Les résultats sont assez spectaculaires : dans le traitement de base, les auteurs retrouvent les résultats habituels. En moyenne, le dictateur donne 20% du gâteau quelle que soit sa taille. Dans le traitement gains personnels du receveur, plus le gain de B a été important (plus il a fait d'effort), plus le partage est équitable. Si par exemple B a réussi à accumuler 40$ lors de la première phase car il a fait beaucoup d'efforts, alors le dictateur lui accorde les 2/3 du gâteau. A contrario, dans le traitement "gain personnel du dictateur", le dictateur ne partage rien, et respecte ainsi totalement la prédiction théorique du jeu. Aussi, si le dictateur estime avoir toute légitimité sur le partage du gâteau, sa générosité disparaît.
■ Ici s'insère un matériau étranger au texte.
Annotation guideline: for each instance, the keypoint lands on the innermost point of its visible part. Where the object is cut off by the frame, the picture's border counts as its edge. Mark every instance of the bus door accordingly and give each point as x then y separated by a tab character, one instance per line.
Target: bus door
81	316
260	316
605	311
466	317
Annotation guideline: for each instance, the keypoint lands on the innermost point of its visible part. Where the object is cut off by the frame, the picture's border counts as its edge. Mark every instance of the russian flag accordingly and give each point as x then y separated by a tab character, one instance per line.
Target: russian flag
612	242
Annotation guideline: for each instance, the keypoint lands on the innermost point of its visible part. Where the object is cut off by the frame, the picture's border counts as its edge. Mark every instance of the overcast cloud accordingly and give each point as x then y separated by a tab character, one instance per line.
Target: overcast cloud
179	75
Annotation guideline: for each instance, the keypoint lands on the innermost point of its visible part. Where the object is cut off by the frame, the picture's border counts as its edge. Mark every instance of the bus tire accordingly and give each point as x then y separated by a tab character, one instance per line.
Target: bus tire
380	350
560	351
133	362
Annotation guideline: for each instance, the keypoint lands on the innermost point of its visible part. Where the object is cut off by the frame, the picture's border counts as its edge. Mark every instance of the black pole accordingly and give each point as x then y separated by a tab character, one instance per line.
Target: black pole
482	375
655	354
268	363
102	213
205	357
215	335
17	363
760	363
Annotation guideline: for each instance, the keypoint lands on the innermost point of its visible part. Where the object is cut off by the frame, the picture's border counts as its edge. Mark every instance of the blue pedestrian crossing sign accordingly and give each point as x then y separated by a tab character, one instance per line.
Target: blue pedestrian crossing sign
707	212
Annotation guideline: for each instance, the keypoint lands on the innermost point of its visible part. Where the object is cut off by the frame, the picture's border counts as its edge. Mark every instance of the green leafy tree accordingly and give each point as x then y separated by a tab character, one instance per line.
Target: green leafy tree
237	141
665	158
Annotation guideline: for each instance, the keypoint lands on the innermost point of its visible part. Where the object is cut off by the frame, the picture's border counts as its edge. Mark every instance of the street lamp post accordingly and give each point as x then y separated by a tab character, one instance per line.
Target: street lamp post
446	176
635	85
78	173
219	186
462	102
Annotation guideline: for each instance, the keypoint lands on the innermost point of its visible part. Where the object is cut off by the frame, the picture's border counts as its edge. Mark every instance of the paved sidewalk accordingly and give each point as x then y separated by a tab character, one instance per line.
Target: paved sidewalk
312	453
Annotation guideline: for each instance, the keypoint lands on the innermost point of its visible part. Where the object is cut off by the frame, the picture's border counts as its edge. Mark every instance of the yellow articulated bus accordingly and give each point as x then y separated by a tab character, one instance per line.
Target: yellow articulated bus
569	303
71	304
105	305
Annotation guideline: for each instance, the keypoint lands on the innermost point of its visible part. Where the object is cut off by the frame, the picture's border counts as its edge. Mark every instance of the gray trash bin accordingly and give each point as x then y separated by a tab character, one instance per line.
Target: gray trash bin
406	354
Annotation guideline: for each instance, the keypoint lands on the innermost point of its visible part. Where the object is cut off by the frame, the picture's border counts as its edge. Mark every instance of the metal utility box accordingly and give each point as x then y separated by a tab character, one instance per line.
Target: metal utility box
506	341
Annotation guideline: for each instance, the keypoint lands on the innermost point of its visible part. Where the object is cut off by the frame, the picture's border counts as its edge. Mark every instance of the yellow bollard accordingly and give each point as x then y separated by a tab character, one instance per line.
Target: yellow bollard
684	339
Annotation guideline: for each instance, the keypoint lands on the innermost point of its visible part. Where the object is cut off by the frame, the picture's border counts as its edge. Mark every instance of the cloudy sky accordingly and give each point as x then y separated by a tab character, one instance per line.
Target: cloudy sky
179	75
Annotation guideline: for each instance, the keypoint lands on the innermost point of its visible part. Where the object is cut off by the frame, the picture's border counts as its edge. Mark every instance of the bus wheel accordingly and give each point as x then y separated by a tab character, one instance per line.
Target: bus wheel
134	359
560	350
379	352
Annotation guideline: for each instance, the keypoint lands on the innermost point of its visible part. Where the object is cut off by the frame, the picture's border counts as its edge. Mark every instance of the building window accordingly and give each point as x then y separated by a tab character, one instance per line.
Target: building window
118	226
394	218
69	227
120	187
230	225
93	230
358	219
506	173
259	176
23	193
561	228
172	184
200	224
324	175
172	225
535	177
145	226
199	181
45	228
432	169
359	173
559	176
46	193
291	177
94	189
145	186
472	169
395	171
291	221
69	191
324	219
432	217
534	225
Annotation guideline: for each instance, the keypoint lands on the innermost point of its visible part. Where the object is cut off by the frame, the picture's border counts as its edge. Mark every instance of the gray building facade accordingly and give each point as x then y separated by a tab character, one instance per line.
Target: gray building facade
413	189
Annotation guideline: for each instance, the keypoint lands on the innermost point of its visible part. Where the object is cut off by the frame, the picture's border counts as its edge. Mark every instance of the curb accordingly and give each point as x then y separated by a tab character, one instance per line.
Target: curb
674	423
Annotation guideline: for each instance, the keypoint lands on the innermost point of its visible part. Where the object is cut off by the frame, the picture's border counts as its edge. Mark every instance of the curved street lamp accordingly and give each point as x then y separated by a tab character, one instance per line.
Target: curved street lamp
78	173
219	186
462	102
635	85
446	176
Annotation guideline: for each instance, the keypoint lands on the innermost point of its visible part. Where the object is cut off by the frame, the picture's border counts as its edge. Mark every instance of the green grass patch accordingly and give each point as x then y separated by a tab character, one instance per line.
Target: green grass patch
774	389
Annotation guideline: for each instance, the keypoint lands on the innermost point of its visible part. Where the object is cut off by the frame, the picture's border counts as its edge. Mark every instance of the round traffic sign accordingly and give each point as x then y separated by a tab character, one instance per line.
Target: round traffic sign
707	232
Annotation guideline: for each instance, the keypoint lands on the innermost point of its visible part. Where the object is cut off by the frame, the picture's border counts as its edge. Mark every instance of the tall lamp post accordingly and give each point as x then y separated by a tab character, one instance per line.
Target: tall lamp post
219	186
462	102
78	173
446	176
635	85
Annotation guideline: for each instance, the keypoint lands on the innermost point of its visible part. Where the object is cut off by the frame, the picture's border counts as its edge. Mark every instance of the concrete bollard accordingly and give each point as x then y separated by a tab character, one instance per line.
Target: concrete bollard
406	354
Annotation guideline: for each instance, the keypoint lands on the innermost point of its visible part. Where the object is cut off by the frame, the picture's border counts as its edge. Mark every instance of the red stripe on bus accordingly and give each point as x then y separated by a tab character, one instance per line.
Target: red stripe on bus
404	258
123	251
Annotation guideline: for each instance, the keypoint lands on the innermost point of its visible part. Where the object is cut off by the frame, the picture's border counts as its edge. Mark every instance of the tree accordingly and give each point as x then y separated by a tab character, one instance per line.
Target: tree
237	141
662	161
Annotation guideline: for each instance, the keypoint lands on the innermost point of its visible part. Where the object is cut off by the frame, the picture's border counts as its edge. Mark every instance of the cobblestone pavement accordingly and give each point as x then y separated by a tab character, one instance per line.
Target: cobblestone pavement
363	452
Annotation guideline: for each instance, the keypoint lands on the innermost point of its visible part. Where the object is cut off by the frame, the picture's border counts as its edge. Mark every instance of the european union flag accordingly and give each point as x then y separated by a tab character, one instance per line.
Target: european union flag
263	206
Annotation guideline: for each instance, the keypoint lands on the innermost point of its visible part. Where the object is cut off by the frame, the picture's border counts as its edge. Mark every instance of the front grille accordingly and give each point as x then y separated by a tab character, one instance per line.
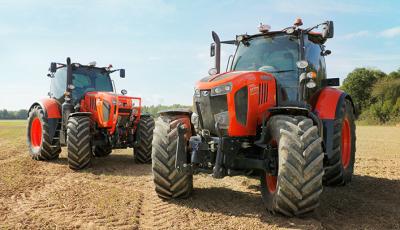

Cette expérience montre l'importance de la légitimité procurée par les droits de propriété sur les préférences sociales.
Quid de Marie-Hélène ? Ben, somme toute, Marie-Hélène a estimé que, la mise de départ de 50 euros étant le produit de son effort personnel, il n'était pas normal en tant que dictateur qu'elle partage avec Francis, alors qui si Francis avait fait un effort supplémentaire, au-delà du simple fait d'actionner personnellement le bandit manchot, elle aurait peut être été beaucoup plus généreuse, même en étant en position de force.
Moralité de cette histoire ? "Si les grands bonheurs viennent du ciel, les petits bonheurs viennent de l'effort" (proverbe chinois), on peut aussitôt lui juxtaposer le plus classique "aides-toi et le ciel t'aidera!"